Tant de fanatismes, de dogmatismes de tous poils qui se cachent derrière des principes, derrière des compréhensions figées et donc sclérosantes des textes comme de la vie, derrière un pseudo principe d’évidence qui guiderait le monde, tant de ces fanatismes qui ne visent qu’à museler, dénigrer voire détruire autrui.

Dans un effort d’interprétation, faire violence au texte, aux décrets, aux lois plutôt qu’aux humains. Voilà de quoi nourrir une première réflexion.

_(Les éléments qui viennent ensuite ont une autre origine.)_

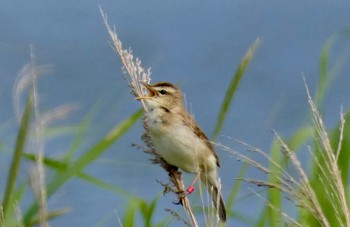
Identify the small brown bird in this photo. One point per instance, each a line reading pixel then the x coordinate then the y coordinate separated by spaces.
pixel 178 139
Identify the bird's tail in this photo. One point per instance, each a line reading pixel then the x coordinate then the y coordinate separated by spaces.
pixel 218 201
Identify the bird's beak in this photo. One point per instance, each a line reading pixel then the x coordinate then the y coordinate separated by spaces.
pixel 152 92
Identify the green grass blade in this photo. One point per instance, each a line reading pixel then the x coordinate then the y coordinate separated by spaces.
pixel 233 87
pixel 89 156
pixel 15 164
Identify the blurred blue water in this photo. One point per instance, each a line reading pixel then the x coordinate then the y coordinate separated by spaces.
pixel 197 44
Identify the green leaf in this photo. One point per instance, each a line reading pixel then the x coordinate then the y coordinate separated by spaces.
pixel 82 162
pixel 17 155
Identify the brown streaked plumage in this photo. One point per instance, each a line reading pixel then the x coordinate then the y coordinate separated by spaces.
pixel 178 139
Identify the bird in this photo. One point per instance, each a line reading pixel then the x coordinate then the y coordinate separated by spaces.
pixel 179 140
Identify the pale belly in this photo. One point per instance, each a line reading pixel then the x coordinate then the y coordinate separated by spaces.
pixel 182 148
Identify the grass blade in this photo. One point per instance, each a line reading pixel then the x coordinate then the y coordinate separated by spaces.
pixel 233 87
pixel 89 156
pixel 15 164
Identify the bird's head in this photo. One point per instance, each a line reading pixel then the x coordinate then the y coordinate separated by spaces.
pixel 163 95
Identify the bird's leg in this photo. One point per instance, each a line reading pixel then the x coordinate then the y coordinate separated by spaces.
pixel 190 188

– Et puis, hérité de la Réforme aussi, le fameux sola gratia. Ce rappel que tout homme, toute femme, est sauvé par la grâce de Dieu seul et non par ses œuvres.
Oh, je vois bien le terrain glissant sur lequel je m’enfile.
Une foi sans œuvres, c’est un peu comme des promesses politiques sans lendemain ou un bilan de mandat sans acquis concrets… Je comprendrais que vous ayez l’impression qu’il manque quelque chose et que je vous baratine.

Peut-être qu’aujourd’hui, on ne dirait plus l’intuition de la Réforme en ces termes. Dans cette radicalité.
N’empêche. La foi se traduit en œuvres, en actions concrètes dans l’intimité de sa famille comme dans la sphère publique et sociale. C’est certain.
N’empêche. Ce ne sont pas les œuvres qui garantissent notre dignité humaine devant Dieu ou notre salut. Pas plus que notre valeur ne saurait se résumer à nos actes… Aucun de nous ne se résume à ce qu’il fait.

Je crois et j’affirme donc que nous sommes aimés premièrement, totalement, inconditionnellement par Dieu. Et ce n’est pas inutile de le rappeler à une époque où le besoin de reconnaissance est devenu stressant voire mortifère, et où la concurrence méconnaît les limites éthiques et humaines.

Oui, je crois et j’affirme que nous sommes aimés et reconnus par un tout Autre ; qu’on le veuille ou non. Cela ne dépend ni de notre vie ni de ce que nous en faisons. Et c’est cela qui nous donne toute notre valeur.

Alors, je vous y encourage.

Vous qui êtes appelés à faire des lois, souvenez-vous que le texte est au service de l’humain, à interpréter, à faire évoluer…
Vous qui, plus que tout autre, êtes jugés sur le résultat de votre mandat, souvenez-vous que votre valeur ne se résume pas à votre action politique.

Ce sont là deux certitudes qui traduisent la dimension spirituelle de votre engagement.